What's up with the parens in the GeoPDF CTM?

In the georegistration worked example post, we calculated a CTM that takes the page coordinates in points into projected coordinates in meters:

[35.28267 0 0 35.28267 205188.64 3207094.8]

In the PostScript and PDF files, there are CTM entries:

[(35.28267) (0) (0) (35.28267) (205188.64) (3207094.8)]

Same numerical values, just the values in CTMs in the files have parentheses around them. What's up with that?

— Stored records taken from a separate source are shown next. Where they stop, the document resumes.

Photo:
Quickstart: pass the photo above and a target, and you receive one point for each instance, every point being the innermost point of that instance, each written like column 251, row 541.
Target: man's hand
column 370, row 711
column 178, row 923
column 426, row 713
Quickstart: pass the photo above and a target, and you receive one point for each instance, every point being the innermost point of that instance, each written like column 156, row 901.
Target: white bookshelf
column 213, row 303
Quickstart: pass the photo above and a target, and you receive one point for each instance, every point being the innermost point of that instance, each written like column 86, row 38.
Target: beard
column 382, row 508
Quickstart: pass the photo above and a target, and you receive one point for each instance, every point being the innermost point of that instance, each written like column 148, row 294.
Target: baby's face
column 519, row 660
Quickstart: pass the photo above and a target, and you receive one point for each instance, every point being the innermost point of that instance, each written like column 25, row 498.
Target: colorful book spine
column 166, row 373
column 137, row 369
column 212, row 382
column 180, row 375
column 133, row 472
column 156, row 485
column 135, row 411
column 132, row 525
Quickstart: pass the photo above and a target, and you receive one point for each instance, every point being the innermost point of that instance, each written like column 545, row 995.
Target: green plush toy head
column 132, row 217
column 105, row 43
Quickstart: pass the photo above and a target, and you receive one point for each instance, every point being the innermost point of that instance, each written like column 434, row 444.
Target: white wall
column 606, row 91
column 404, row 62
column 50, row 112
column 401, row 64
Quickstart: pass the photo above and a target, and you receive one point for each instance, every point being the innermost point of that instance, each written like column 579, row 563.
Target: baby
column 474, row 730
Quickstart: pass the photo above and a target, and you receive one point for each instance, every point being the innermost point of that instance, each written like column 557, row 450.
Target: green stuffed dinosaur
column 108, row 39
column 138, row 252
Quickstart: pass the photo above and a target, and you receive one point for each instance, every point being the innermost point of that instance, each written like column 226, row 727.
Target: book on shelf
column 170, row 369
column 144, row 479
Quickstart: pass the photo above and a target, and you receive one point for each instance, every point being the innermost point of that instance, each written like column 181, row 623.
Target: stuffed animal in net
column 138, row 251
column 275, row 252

PostScript and PDF share a similar object system that provides a rich set of types. We'll go into the details of the PDF object system in a later post. However, we'll talk about the types in the two version of the CTM. There are three types present: numbers, strings, and an array. Arrays are delimited with the square backets []. Strings are delimited with parens (). There are actually two types of numbers: integer and real. These types were implemented in earlier versions of Acrobat as 32 bit objects. Real numbers used a fixed point scheme that traded precision for range. That range was too small to hold values often used in geodesy. More recent versions of Acrobat used IEEE 754 single-precision floats, the precision of which is not sufficient store values for geodesic calculations. Rather than try to shoehorn a syntatic extension that used native PDF numbers directly, we stashed the values into strings and extracted the values based on whether a string appeared in a numeric context.

Bonus link: David Goldberg's What Every Computer Scientist Should Know about Floating-Point Arithmetic [PostScript].